The early decades of the Interstate Highway System saw the expenditure of billions of dollars, the laying of a lot of pavement, and a general disregard for any other considerations than cost, safety, and efficiency of project completion.
Neighborhoods were bulldozed or sliced up like bread. Local concerns about traffic congestion were ignored. Environmental impacts were deemed irrelevant.
All of this happened, not because the leaders of state highway departments were evil, but because they had, or thought they had, unbridled authority to get the Interstate built.
But in the end, they lost that authority. With time, the objections of mayors and councilmembers, of civil rights groups, environmental organizations and neighborhood activists were heard. The result? Washington constrained state authority and shared it with local planning boards comprised of local elected officials. That authority was also compelled to submit not simply to public comment, but to actual public engagement on the issues these massive projects raised.
Just recently, this familiar dynamic is playing out in Tampa Bay, where the TBX Interstate plan stirred up a hornet’s nest of local opposition.
For a time, it seemed that all the public outcry would be ignored. The plan would go forward, said authorities from the Florida Department of Transportation.
Then, rather suddenly, things changed. A voice of accommodation and openness from FDOT emerged. A new period of dialog appears to be dawning.
Nothing truly changed in terms of FDOT’s authority. Rather, the real limits of that authority have become much more apparent.
Some of those limits are matters of federal law and policy. But beyond these formal legal constraints are the larger political realities that are as important, if not at times more important, than formal authority.
I relate this story not to criticize FDOT, but to make a point about public leadership.
In positions of considerable authority, one can imagine that we have the independent capacity to do most anything in our sphere, and perhaps a bit beyond.
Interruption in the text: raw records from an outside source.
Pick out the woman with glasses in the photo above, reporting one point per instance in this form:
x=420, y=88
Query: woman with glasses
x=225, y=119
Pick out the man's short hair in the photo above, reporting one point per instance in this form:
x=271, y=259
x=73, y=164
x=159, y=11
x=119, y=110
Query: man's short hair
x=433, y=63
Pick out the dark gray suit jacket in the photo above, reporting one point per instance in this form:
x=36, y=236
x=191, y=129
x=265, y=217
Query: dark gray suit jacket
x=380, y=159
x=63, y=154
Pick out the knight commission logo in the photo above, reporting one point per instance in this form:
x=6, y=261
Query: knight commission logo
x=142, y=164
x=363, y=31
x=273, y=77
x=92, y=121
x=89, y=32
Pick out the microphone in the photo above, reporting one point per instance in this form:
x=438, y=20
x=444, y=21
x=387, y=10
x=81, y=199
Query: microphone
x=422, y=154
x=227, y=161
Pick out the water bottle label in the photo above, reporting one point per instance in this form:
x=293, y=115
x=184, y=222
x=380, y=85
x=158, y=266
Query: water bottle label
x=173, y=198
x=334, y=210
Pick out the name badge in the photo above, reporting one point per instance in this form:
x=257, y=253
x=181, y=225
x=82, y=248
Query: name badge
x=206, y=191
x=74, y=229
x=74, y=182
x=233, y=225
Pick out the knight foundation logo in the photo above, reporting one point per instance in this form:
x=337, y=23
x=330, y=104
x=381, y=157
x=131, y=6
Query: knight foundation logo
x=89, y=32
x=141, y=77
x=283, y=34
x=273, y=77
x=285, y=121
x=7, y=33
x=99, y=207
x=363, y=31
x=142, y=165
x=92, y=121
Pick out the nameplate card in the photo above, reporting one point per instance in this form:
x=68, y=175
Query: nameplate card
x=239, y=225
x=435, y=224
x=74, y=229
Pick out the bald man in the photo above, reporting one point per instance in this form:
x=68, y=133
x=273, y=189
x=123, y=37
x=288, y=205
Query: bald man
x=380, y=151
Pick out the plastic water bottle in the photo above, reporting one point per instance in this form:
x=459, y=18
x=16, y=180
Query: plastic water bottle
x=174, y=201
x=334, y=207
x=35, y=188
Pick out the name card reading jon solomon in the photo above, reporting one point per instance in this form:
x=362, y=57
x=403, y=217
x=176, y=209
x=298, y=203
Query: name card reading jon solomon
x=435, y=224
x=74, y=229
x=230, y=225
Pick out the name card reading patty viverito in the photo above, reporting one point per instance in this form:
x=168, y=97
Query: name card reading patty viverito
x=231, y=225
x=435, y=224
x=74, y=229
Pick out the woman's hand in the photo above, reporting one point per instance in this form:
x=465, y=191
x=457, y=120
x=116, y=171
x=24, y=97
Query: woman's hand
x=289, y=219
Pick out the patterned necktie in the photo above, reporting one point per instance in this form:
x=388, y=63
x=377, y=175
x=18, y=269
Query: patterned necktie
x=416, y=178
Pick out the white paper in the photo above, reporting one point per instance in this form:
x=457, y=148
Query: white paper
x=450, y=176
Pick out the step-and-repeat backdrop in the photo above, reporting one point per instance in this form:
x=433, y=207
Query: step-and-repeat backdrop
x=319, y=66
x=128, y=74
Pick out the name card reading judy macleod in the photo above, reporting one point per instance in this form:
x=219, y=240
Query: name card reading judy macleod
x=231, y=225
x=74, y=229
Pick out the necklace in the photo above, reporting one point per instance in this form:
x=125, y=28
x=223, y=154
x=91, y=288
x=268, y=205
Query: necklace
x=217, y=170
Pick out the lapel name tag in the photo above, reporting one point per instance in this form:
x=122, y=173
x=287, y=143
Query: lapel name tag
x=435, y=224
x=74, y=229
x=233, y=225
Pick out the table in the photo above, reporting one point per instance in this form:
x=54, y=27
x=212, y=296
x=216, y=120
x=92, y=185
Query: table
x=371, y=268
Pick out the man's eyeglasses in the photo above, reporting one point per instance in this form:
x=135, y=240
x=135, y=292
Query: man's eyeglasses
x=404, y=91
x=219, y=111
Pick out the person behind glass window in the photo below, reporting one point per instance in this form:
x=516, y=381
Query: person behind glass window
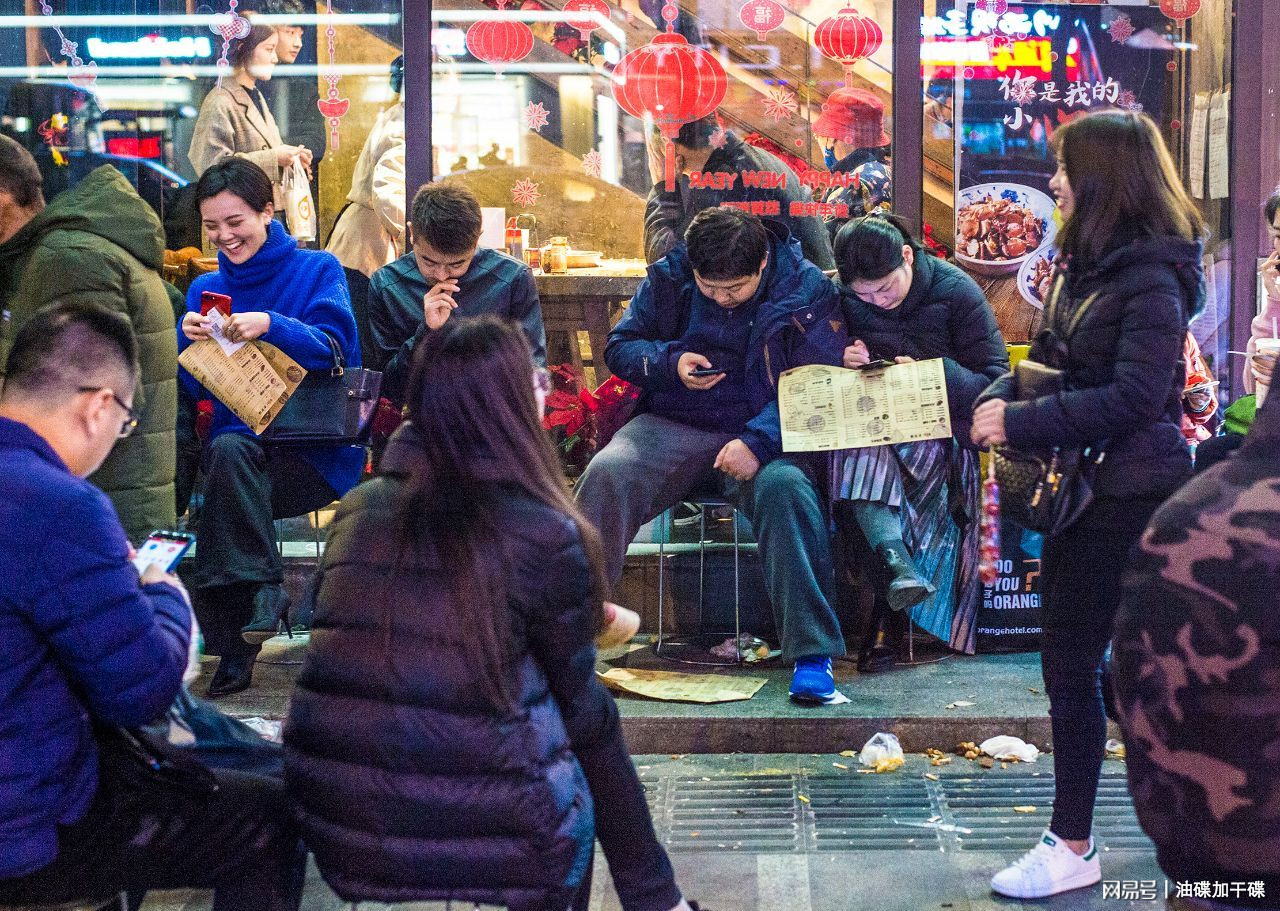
x=297, y=301
x=85, y=642
x=236, y=122
x=1129, y=279
x=464, y=589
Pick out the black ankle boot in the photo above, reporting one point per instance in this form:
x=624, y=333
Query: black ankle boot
x=270, y=613
x=234, y=673
x=908, y=587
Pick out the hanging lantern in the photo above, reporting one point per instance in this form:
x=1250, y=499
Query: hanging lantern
x=499, y=41
x=762, y=15
x=586, y=26
x=672, y=82
x=846, y=37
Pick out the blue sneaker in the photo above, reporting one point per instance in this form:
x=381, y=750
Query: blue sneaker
x=813, y=681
But formal authority is not the same as capacity.
If a leader is focused on his or her capacity to achieve certain results, that leader must look beyond formal authority. That leader must look to the influence of others that could be harnessed to the cause, not by the exercise of authority, but by other means. Partnerships with elected officials, business leaders, interest groups, activist organizations, or even individual citizens can considerably expand a public leader’s capacity to achieve results.
Conversely, ignoring these other voices is likely, over time, to lead to strong opposition. One’s authority will matter less and less in the face of shrinking capacity born of a lack of public support.
For the public leader, formal authority cannot be understood as absolute. The ultimate authority, the source of our real capacity to accomplish anything, is the public. We ignore them at our peril.